3. High concurrency processing capability

database Concurrency Model Performance Features Applicable scenarios
Oracle Multi-threading, lock mechanism optimization High concurrent write capability, but high resource consumption High load enterprise-level OLTP
MySQL Multithreading (InnoDB engine) Read more and write less scene optimization, and the writing bottleneck is more obvious Small and medium-sized web applications
SQL Server Multi-threaded, lock granularity control Medium and high concurrency, Windows platform performance optimization Enterprise-level OLTP (Microsoft Ecosystem)
PostgreSQL Multi-process, MVCC lock-free design Complex query performance is strong, writing concurrency is slightly weak OLAP or hybrid load
Redis Single threading (avoid lock competition) Ultra-high performance (100,000+QPS), pure memory operation High frequency read/write cache, real-time data processing

4. Comparison of advantages and disadvantages

database Advantages Disadvantages
Oracle High reliability, comprehensive functions, enterprise-level support Expensive, complex, and high hardware requirements
MySQL Lightweight, open source, easy to deploy, and ecologically perfect Functional limitations (such as window function support is late), weak scalability
SQL Server High ease of use, Microsoft ecosystem integration, and powerful BI tools Close source, weak cross-platform capabilities, high licensing fees
PostgreSQL Rich features (JSON, GIS, full text search, etc.), strong extensibility High resource consumption and complex writing performance optimization
Redis Extremely high performance, flexible data structure (List/Hash/Set, etc.) Data size is limited by memory, persistence may cause data loss

3. Selection suggestions

  1. Enterprise-level core system: Oracle (adequate budget) or PostgreSQL (open source alternative).

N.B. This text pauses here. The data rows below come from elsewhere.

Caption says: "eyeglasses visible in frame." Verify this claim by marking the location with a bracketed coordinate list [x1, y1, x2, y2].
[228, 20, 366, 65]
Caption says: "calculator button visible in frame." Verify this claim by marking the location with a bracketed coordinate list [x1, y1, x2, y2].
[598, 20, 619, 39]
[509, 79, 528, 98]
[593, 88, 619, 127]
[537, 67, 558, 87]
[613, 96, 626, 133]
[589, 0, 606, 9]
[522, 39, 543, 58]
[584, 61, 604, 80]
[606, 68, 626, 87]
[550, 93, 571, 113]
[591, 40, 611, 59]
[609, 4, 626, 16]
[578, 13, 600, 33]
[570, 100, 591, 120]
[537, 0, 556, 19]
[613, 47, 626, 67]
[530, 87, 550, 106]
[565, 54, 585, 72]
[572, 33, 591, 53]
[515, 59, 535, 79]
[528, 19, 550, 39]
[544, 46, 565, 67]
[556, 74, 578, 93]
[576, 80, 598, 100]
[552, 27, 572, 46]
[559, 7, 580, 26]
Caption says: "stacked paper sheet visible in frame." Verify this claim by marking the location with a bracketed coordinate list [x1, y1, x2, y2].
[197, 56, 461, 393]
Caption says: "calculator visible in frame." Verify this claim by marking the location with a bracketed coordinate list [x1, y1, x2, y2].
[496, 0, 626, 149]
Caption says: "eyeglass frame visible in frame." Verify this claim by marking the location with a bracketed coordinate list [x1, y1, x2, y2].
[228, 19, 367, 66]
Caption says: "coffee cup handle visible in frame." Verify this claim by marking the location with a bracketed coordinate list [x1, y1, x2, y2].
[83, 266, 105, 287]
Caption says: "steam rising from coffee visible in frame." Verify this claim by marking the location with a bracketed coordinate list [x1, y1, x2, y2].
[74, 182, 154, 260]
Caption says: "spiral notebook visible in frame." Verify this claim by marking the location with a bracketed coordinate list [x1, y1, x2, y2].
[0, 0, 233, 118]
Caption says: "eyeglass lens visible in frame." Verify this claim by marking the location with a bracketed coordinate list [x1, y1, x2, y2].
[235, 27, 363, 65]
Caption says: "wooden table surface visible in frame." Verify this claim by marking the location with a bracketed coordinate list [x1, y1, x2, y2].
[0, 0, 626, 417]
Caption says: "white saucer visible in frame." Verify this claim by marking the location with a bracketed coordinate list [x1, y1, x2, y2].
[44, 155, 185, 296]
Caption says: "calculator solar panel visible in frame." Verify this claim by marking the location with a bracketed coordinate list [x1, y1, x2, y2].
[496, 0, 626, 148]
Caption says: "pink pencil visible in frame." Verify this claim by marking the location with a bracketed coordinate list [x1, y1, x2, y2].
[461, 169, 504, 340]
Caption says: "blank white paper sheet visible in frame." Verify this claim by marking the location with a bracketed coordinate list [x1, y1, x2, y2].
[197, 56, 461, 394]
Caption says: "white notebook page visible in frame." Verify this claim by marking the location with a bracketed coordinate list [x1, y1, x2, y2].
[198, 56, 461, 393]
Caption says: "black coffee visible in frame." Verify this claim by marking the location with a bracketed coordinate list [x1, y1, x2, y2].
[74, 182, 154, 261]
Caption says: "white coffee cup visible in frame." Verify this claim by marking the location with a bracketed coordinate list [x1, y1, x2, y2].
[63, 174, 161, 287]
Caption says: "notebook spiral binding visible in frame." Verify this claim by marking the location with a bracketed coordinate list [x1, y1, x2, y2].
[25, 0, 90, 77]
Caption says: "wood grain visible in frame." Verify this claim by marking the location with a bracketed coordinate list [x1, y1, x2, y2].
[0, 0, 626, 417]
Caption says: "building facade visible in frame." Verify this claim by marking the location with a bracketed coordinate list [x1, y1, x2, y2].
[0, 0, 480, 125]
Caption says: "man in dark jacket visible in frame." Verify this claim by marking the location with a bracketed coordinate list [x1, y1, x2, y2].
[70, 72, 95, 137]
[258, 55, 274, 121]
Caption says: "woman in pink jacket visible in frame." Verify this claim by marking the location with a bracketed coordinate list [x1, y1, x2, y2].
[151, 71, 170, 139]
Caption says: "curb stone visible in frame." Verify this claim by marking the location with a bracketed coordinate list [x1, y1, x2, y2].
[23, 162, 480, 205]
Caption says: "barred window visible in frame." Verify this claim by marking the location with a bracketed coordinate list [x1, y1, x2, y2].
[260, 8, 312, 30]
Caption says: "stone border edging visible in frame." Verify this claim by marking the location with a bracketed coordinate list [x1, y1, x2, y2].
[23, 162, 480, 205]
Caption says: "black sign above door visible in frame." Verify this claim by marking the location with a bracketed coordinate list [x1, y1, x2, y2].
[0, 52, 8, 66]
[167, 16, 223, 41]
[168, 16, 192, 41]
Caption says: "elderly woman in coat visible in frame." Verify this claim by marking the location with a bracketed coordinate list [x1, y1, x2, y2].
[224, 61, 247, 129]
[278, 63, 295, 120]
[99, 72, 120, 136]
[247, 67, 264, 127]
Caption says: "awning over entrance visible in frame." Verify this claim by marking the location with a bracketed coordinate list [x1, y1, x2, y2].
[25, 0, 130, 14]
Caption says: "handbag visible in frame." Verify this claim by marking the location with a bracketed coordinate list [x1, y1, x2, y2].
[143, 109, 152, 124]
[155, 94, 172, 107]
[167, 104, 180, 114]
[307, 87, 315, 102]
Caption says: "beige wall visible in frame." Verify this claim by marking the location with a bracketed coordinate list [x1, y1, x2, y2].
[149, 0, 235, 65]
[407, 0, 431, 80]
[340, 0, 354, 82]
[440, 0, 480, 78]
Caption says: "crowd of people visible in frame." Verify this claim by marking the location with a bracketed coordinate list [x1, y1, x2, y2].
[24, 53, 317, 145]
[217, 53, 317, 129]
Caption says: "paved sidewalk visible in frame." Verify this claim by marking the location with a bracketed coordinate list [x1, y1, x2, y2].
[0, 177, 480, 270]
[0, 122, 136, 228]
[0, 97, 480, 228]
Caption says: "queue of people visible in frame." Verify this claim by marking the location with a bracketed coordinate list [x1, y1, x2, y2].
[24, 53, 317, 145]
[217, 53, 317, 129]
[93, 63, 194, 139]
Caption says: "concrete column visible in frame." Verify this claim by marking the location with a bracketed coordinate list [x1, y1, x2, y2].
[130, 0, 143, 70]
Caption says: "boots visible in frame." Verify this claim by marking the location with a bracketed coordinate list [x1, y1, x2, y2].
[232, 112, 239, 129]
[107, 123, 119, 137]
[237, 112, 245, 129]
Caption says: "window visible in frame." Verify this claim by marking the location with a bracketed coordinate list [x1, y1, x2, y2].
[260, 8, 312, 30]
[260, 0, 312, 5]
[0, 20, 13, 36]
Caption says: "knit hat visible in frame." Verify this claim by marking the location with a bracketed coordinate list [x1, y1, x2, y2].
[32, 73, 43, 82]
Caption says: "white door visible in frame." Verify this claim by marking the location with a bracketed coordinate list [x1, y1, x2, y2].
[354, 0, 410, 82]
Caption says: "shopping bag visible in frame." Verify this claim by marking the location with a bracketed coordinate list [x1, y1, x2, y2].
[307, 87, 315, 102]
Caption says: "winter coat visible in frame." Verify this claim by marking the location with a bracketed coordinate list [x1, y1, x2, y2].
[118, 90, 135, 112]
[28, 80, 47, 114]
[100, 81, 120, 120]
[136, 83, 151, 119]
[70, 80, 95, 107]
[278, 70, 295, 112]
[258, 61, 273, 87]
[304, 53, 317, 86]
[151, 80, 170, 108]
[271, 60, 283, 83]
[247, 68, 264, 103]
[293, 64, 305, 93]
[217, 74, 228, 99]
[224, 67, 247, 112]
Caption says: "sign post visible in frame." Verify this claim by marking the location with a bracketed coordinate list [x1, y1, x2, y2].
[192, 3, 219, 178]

  2. Web applications/small and medium-sized systems: MySQL (simple scenario) or PostgreSQL (complex query).

  3. Microsoft Eco-Integration:SQL Server。

  4. Real-time cache/high frequency reading and writing: Redis (used with relational database).

  5. GIS/Timing/JSON Extensions: PostgreSQL + extension plug-ins (such as PostGIS, TimescaleDB).


4. Additional instructions

  • Redis and other databases: Usually asCache layerUse with relational databases (such as MySQL) to alleviate high concurrency pressure.

  • OLTP vs OLAP: Oracle/MySQL/SQL Server focuses on OLTP; PostgreSQL can take into account OLAP; Redis is not suitable for analysis scenarios.

  • Open Source vs Business: MySQL/PostgreSQL/Redis is open source; Oracle/SQL Server requires commercial authorization.

Through the above comparison, you can select the appropriate database combination based on business needs (transaction complexity, scalability, performance, cost).